Nordwestgrat über das Graue
Nöckl
Schwierigkeit: ZS-
Der Hochgall ist einer der majestätischsten und imposantesten Gipfel der Ostalpen. Sein Normalweg führt von der (Alten) Kasseler Hütte (2276 m; Hochgallhütte, Rifugio Roma) über das Graue Nöckl (3084 m) und den Nordwestgrat zum Gipfel. Dabei erlebt man einen Berg, den man als streng bezeichnen kann, der aber nicht hinterhältig ist, sondern geradlinig und transparent. Die Anforderungen erreichen knapp die Stufe einer ziemlich schwierigen Hochtour (ZS-) und damit ist der Hochgall einer der schwierigsten Zentralalpengipfel östlich des Brennerpasses. Wer diese Klassetour erlebt hat und wen die starken Eindrücke nicht loslassen, die der höchste Berg der Rieserfernergruppe bei seiner Besteigung hinterlässt, der kann wahrscheinlich meine Einstufung verstehen: Ich denke, der Hochgall gehört zu den drei Top-Gipfeln der Hohen Tauern, zu denen ich auch den Großglockner und den Großvenediger zähle. Nicht nur, weil er schwieriger ist als die beiden anderen, sondern auch ursprünglicher und eindrücklicher, würde ich ihn persönlich sogar über den Glockner und den Venediger stellen.

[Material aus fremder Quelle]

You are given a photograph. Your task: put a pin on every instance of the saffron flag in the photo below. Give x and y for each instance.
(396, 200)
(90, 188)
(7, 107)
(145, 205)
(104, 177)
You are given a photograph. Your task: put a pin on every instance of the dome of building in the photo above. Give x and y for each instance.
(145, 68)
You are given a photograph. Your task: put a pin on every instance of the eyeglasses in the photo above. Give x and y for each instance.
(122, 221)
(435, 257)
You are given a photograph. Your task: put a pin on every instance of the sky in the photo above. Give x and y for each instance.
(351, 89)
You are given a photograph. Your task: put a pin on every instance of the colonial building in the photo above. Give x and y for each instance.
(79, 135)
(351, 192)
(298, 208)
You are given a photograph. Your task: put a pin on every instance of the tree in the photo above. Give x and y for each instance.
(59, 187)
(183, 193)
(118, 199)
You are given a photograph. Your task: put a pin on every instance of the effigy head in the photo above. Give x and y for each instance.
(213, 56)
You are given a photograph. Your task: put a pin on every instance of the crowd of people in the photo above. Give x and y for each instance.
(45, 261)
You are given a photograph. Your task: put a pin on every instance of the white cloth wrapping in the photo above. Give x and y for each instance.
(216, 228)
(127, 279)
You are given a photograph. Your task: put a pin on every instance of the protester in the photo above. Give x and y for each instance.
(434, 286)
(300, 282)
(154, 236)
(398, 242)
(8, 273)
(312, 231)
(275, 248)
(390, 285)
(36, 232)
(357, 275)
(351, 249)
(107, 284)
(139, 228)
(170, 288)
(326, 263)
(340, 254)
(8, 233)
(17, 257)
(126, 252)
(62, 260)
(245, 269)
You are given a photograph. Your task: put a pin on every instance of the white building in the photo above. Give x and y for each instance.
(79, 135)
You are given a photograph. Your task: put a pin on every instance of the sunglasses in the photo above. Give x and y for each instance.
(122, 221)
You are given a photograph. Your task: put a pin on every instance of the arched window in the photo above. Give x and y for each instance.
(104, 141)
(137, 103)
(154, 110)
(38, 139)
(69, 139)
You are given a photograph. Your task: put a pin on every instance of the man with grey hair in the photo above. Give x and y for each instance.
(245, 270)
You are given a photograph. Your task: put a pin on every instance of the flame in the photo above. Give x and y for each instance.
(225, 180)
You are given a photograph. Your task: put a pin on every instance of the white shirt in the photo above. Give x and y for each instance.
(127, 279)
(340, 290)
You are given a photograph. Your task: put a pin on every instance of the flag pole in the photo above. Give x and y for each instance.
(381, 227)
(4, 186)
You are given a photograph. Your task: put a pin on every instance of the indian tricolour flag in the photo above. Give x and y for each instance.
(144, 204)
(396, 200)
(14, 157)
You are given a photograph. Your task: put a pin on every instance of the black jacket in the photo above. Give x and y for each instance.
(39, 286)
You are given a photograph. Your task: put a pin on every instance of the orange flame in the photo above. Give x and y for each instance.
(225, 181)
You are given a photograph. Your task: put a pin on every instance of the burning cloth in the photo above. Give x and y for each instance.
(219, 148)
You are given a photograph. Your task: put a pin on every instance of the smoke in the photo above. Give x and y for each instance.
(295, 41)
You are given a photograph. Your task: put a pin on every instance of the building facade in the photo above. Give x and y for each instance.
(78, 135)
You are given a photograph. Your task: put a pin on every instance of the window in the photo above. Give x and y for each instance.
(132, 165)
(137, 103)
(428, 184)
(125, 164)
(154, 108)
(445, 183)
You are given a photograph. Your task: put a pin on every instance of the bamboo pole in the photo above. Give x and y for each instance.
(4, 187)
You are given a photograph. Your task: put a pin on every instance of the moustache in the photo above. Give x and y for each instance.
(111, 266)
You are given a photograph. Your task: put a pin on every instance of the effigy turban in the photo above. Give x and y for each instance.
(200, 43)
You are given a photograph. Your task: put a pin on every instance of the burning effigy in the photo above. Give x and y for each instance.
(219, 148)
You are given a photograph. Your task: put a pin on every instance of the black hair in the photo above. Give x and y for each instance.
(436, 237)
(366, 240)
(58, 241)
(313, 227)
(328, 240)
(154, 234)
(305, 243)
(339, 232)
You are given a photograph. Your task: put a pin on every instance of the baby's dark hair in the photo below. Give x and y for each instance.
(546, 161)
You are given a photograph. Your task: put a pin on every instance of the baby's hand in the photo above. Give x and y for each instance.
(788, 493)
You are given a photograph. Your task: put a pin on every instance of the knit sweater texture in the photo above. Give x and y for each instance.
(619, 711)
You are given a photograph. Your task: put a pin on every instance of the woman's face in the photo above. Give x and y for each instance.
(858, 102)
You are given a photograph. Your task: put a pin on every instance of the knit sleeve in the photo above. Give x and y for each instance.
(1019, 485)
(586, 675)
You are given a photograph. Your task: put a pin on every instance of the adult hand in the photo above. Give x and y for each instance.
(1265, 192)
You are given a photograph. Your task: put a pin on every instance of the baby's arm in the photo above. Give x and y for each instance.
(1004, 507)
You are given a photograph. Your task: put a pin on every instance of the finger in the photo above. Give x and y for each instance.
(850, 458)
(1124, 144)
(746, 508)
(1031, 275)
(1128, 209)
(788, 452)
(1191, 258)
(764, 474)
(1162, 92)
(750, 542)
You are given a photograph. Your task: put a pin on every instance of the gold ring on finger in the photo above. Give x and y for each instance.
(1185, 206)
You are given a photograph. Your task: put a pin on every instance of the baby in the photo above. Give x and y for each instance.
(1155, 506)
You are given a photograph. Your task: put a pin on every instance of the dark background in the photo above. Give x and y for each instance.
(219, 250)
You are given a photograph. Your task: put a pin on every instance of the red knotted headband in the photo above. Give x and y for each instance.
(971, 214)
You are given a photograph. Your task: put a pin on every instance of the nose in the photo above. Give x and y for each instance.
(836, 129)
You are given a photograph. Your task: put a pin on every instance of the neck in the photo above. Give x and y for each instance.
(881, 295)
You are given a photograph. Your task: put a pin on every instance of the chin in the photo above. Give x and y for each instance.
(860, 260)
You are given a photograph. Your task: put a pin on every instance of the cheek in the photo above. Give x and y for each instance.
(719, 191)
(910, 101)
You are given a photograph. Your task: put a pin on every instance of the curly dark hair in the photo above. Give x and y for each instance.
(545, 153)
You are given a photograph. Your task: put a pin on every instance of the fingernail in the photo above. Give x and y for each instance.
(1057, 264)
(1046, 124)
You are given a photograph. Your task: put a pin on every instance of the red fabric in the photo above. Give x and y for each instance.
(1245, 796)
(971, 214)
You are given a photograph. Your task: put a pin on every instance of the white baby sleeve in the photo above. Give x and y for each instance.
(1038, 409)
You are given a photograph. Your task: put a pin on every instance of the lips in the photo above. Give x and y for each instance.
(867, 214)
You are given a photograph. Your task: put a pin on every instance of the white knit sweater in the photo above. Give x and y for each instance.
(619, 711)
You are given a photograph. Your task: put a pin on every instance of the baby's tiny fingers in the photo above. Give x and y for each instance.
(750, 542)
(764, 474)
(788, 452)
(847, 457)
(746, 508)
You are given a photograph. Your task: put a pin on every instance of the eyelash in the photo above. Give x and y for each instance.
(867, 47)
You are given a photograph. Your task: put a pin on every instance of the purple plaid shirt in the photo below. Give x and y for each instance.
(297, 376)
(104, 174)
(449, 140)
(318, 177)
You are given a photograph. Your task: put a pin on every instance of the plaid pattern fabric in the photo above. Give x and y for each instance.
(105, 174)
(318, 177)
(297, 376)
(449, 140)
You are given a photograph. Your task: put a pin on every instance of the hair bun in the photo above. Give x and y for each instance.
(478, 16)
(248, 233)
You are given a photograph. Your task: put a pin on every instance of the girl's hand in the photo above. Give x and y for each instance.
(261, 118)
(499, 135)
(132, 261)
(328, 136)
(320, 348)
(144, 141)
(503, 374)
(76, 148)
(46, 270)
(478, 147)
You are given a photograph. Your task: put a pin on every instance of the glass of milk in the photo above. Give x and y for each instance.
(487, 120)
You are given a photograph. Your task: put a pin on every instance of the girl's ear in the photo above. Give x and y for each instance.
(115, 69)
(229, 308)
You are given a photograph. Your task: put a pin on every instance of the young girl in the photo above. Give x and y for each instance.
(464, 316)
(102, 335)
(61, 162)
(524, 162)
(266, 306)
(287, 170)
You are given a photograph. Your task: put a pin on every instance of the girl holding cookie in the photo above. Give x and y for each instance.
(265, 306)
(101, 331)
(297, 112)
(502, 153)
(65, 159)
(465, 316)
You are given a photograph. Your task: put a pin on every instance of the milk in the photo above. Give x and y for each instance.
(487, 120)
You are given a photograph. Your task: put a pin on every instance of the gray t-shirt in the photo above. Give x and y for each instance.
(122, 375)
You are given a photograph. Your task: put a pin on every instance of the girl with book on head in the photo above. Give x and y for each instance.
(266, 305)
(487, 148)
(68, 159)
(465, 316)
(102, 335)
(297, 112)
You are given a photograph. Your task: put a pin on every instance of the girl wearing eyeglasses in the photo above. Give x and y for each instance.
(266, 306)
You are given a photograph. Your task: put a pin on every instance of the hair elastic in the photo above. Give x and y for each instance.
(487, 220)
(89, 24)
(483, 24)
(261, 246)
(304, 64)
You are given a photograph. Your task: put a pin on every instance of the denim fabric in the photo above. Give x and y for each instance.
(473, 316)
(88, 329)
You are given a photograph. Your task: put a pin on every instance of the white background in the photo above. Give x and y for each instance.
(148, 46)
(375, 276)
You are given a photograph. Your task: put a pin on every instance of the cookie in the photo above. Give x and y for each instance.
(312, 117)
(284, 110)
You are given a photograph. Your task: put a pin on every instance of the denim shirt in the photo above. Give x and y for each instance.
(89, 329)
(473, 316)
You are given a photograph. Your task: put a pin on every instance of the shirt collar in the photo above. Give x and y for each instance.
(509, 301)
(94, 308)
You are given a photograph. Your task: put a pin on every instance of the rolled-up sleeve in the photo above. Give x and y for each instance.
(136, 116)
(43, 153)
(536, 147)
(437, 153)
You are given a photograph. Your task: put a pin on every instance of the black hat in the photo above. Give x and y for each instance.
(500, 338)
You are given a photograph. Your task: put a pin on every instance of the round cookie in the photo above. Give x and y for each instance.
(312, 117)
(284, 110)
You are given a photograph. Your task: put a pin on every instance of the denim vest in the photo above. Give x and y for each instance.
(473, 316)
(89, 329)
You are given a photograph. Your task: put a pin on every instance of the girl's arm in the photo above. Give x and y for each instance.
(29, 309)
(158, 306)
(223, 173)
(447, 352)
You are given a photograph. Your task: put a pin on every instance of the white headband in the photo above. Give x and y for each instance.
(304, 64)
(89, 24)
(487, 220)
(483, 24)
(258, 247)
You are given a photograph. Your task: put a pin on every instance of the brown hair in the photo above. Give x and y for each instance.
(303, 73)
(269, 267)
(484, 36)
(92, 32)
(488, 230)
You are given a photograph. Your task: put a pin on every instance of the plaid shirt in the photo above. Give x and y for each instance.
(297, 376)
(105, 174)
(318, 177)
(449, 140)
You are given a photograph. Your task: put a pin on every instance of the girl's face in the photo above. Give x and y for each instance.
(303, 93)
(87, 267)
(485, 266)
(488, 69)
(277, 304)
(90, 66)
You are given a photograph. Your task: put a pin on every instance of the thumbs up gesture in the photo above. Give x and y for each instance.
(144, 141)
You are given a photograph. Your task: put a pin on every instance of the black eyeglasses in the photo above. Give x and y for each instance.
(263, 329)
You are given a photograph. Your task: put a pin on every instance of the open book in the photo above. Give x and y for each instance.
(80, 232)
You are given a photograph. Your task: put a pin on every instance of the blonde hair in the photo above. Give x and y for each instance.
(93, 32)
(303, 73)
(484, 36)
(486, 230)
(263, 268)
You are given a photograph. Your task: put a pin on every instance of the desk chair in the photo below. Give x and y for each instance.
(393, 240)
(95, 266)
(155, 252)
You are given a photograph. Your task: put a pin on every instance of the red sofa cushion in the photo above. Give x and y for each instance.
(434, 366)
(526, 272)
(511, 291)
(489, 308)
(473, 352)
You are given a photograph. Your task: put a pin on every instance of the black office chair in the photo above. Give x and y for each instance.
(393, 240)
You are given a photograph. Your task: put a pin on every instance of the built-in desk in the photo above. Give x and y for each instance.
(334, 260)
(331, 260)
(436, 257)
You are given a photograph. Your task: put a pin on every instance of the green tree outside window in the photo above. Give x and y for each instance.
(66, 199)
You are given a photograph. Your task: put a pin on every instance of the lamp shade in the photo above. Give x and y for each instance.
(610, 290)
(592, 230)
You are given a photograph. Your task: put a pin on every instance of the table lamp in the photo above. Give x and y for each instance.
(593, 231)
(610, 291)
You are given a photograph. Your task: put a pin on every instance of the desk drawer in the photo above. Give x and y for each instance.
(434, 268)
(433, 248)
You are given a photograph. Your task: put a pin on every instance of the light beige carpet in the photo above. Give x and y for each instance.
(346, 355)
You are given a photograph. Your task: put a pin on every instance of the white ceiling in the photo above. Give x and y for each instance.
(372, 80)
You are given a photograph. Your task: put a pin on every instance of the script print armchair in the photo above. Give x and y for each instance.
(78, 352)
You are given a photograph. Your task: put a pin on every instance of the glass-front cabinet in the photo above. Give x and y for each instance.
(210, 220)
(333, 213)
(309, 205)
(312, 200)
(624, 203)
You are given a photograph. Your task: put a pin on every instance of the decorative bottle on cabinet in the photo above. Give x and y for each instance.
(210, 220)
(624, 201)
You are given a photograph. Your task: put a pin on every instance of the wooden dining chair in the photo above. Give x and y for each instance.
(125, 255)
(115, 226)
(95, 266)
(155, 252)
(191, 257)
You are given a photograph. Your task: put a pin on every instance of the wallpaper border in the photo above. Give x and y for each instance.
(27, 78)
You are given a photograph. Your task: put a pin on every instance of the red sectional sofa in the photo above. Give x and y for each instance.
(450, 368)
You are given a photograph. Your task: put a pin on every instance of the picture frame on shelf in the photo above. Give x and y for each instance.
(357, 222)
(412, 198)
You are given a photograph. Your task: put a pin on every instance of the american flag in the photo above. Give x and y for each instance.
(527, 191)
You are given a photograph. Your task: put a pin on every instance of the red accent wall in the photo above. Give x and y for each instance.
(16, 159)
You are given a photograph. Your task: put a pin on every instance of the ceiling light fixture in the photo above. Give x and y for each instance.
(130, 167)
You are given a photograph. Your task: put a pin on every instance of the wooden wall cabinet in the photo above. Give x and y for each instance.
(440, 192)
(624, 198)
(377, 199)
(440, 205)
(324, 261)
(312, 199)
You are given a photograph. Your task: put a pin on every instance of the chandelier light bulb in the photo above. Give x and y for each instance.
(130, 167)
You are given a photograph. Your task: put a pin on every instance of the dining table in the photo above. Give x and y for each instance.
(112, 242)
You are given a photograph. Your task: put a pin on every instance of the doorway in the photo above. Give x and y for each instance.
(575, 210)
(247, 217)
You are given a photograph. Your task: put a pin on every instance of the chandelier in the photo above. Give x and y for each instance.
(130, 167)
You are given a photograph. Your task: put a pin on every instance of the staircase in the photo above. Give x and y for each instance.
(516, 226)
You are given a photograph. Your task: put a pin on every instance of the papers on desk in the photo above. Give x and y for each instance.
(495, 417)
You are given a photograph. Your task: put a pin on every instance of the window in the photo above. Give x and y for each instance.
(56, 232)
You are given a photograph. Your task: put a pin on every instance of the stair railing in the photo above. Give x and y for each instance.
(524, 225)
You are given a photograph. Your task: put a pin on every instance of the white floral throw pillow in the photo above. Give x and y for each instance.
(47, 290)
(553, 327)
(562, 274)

Der Hochgall war für mich persönlich immer eine Messlatte, ein Prüfstein, der bezogen auf meine Alleintouren für meine obere Grenze stand. Über einen Zeitraum von 12 Jahren verzichtete ich immer wieder einmal auf einen Besteigungsversuch: Mal wich der Neuschnee zu langsam aus seinem obersten Gratabschnitt, mal glaubte ich durch die Anstrengungen einer anderen Tour nicht genügend „auf der Höhe“ zu sein und manchmal gab ich mich einfach zufrieden mit den Touren eines Jahres und verschob den Hochgall auf ein neues Jahr. Es ist halt ein Berg, der witterungsmäßig nicht so oft geeignet ist und für den ein durchschnittlicher Bergsteiger in guter Form sein sollte. Schließlich wählt man sich ja eine Messlatte, um sie zu schaffen!
Am 20. August 2023 stimmte dann endlich alles bei mir: Eine stabile Hitzeperiode hatte den Neuschnee vollständig abgeschmolzen und Akklimatisation und Fitnessstand passten auch. Auf der Kasseler Hütte hatte ich mit einem vom Hochgall zurückkehrenden Bergsteiger gesprochen. Er betonte die Länge der Kletterei und die andauernden Anforderungen an Konzentration, Kletterroutine und Schwindelfreiheit. Sein Fazit, das ich hiermit weitergebe: Man sollte beim Aufstieg „durchziehen“ und zum „Durchziehen“ auch in der Lage sein. Diese Taktik bewährte sich bei meinem Aufstieg und verschaffte mir genügend Zeit für den Abstieg. Das ist gut, weil man beim Abstieg wahrscheinlich schon etwas müde ist, aber weiterhin die volle Konzentration braucht. Die Schwierigkeiten erreichen oft den 2. Grad, so oft, dass ich mir das Zählen der „Zweierstellen“ für die Tourenbeschreibung sparen konnte. Darüber hinaus ist es für jeden Neuling auf diesem Berg nicht unwahrscheinlich, dass ihm auch einmal eine Stelle 2+ oder sogar 3- unterkommt. Dass man nicht ständig das leichteste Durchkommen findet, liegt an der schieren Länge der Kletterei: Es sind mindestens 550 Höhenmeter im Aufstieg und ebenso viele im Abstieg zu klettern. Wenn man die horizontale Dimension einbezieht, hat man es mit etwa 1800 Metern (leichter) Kletterei zu tun. Aber das in wirklich gutem Fels, der die Nerven beruhigt und die Kletterei zum Vergnügen macht.